Personal information
- Full name: Rory William McKenzie
- Date of birth: 7 October 1993 (age 32)
- Place of birth: Irvine, Scotland
- Position: Winger

Team information
- Current team: Kilmarnock
- Number: 7

Youth career
- Caledonia
- Troon Thistle
- 2005–2011: Kilmarnock

Senior career*
- Years: Team / Apps / (Gls)
- 2011–: Kilmarnock / 379 / (19)
- 2012: → Brechin City (loan) / 17 / (7)

International career^{‡}
- 2011: Scotland U19 / 3 / (0)
- 2013–2014: Scotland U21 / 4 / (0)

= Rory McKenzie =

Scottish footballer (born 1993)

Rory William McKenzie (born 7 October 1993) is a Scottish footballer who plays as a midfielder for club Kilmarnock.

==Club career==
===Kilmarnock===
Born in Irvine, raised in Troon and a produced by the youth system at Kilmarnock, McKenzie made his senior debut for the club as a substitute in a 1–1 draw against Inverness Caledonian Thistle on 9 April 2011.

In the 2012–13 season, he came on as a sub in the first two fixtures.

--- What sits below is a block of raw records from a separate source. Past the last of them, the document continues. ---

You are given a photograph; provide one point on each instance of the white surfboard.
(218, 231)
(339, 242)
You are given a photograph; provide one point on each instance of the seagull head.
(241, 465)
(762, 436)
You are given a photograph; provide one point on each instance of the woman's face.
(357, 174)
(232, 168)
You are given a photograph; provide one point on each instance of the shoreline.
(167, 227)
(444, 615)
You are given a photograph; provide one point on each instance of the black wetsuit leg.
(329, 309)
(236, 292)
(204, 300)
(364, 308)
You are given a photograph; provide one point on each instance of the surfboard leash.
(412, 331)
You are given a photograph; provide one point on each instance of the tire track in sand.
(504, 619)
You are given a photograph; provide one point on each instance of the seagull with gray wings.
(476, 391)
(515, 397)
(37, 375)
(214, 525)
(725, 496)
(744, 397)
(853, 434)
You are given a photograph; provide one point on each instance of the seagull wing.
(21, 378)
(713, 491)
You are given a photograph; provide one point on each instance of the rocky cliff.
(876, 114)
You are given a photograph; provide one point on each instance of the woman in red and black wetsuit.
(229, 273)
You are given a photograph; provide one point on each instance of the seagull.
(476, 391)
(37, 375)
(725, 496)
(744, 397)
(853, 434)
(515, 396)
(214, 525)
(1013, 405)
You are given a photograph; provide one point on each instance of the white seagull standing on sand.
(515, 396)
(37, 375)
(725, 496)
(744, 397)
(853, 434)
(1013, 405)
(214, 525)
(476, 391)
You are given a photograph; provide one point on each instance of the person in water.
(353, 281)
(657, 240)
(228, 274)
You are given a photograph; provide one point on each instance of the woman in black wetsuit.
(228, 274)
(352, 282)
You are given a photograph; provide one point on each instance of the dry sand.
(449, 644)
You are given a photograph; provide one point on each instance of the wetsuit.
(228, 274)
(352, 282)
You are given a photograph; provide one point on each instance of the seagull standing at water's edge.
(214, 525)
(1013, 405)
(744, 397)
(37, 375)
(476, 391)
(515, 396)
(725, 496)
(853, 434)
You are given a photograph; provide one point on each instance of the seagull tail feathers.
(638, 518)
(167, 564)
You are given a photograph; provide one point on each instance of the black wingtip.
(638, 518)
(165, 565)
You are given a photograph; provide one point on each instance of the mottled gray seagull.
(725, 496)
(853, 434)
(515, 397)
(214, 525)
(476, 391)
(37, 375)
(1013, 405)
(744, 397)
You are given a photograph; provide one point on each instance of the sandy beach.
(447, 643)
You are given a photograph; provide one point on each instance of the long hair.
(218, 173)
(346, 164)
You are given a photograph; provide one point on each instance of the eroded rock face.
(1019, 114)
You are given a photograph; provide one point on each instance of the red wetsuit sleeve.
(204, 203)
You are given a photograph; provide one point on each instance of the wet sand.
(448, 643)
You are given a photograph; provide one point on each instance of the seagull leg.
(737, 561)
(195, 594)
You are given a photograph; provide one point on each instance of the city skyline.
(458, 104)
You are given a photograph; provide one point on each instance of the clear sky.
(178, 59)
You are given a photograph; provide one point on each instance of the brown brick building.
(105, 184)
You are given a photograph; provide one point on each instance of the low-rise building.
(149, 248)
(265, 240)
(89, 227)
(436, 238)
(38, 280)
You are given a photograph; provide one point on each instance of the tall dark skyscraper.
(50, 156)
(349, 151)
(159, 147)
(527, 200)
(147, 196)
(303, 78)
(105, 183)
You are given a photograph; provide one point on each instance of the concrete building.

He then started his first game against Dundee Utd on 25 August 2012, where he scored a minute into the second half, as Killie went on to win 3–1.

On 14 May 2013, McKenzie signed a new contract, keeping him at Kilmarnock until Summer 2016. In the 2014–15 season, McKenzie scored the only goal in a 1–0 win over Ayr United in the Ayrshire Derby.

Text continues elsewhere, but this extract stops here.